Um belíssimo trabalho do diretor Kevin Smith, sensível e bem liberal.

8,0

Depois de estrear causando impacto com O Balconista e decepcionar com Barrados no Shopping (que não é tão ruim assim), Kevin Smith realizou, em 1997, aquele que permanece como seu filme mais maduro até hoje: Procura-se Amy. Repleto de referências à cultura pop e diálogos inspirados (características presentes na filmografia do cineasta), Procura-se Amy foi a consagração de Smith como um dos roteiristas mais interessantes e originais dos anos 90.
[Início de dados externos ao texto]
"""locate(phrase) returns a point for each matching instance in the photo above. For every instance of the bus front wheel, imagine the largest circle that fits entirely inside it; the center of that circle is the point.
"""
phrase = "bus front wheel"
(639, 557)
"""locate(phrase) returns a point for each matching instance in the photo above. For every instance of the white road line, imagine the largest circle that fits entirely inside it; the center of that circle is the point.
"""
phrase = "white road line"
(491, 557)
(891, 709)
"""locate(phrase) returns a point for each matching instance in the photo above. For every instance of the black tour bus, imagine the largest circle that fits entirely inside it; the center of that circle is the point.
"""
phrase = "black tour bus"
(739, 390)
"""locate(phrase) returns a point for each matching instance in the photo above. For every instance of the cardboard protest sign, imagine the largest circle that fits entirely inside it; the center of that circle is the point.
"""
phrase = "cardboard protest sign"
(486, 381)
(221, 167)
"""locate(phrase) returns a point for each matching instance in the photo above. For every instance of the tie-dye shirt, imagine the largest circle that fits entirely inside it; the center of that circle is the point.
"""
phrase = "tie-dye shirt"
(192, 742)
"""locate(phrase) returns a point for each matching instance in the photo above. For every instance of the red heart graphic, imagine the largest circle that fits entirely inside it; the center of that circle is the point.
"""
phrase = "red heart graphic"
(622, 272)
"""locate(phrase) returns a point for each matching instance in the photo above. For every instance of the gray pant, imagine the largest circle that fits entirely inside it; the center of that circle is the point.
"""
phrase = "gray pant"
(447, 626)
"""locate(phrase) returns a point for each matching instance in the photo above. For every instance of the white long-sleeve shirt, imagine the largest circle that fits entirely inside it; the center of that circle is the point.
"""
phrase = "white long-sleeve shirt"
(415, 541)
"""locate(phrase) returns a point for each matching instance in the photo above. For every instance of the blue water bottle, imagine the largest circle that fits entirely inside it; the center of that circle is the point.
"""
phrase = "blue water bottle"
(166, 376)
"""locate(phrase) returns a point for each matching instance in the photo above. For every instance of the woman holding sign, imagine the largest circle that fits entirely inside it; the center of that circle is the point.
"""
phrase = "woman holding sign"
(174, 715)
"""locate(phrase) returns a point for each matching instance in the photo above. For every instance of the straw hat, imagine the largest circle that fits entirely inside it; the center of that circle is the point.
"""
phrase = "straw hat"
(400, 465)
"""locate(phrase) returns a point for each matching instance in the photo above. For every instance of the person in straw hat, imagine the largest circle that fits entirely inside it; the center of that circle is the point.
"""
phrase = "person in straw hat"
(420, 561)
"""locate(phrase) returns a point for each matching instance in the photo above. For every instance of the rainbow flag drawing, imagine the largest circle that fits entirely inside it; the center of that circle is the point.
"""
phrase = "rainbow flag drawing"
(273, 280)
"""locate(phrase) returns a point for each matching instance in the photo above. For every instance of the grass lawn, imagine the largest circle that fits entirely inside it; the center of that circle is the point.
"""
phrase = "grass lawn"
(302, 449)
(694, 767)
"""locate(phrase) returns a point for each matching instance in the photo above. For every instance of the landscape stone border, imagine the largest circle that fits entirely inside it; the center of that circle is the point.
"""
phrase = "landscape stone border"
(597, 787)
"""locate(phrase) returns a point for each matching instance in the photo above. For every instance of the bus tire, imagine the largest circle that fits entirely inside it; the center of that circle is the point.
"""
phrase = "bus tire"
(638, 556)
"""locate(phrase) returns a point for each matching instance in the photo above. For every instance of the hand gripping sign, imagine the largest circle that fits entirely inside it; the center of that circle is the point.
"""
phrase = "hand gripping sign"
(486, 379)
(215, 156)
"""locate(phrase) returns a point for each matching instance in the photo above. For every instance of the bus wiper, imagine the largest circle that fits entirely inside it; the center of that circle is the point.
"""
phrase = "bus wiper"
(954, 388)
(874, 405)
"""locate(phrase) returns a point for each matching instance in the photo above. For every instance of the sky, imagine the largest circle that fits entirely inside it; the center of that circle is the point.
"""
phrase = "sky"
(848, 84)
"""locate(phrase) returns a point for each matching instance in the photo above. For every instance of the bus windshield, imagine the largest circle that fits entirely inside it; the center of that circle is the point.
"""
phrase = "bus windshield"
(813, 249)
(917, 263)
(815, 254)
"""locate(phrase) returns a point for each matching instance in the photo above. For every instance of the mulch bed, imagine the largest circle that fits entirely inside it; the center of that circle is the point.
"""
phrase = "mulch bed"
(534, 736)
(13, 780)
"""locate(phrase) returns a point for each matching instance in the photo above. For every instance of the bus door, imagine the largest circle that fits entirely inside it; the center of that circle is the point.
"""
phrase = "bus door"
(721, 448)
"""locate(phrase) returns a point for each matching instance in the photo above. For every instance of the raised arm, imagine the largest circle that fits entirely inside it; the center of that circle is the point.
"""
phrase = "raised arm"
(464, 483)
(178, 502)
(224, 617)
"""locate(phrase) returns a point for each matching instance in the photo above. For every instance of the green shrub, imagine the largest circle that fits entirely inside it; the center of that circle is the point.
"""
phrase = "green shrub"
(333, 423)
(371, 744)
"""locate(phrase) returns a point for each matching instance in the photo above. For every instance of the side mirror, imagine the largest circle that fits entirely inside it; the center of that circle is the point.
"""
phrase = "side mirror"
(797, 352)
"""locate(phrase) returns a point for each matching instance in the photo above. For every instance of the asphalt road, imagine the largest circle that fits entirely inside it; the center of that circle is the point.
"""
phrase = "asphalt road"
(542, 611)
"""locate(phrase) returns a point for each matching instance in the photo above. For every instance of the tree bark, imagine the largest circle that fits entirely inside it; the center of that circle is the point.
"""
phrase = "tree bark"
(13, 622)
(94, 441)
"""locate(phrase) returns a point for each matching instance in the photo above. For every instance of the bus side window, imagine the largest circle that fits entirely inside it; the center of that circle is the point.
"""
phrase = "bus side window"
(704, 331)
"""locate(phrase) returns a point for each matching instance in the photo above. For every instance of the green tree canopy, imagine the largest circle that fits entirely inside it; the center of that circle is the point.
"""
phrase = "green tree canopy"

No filme, Ben Affleck interpreta Holden McNeil, desenhista responsável por uma série de quadrinhos de relativo sucesso. Morando com seu amigo e sócio Banky, Holden conhece Alyssa, uma garota lésbica pela qual acaba se apaixonando. As dificuldades deste relacionamento acabam influenciando a vida dos três.

Com conteúdo e sensibilidade até então insuspeitadas em sua carreira, Kevin Smith construiu uma comédia romântica focada 100% no roteiro e nos atores, oferecendo belas análises sobre o comportamento e os relacionamentos humanos, tanto em termos de amor quanto amizade. O cuidado com o texto e o desenvolvimento dos personagens eleva o filme da categoria de mera comédia bem escrita, fazendo de Procura-se Amy uma obra de conteúdo e inteligência.

Como não poderia deixar de ser, o forte do filme são os diálogos concebidos por Smith. Seja nos momentos bem-humorados (como na teoria sobre a relação entre Star Wars e o negro) ou nas cenas mais sérias (a discussão entre Holden e Alyssa fora do estádio de hóquei), as falas ditas pelos personagens mantém-se em alto nível, versando sobre temas diversos como cinema, quadrinhos, relacionamentos, escolhas e sexo, muito sexo. Aliás, este último assunto é tão constante e tratado de maneira tão liberal pelo roteiro, inclusive com discussões abertas sobre lesbianismo e penetração, que pode até chocar os mais puristas. Mas é inegável: a abordagem de Smith a todos estes temas é sempre original, jamais se rendendo a clichês.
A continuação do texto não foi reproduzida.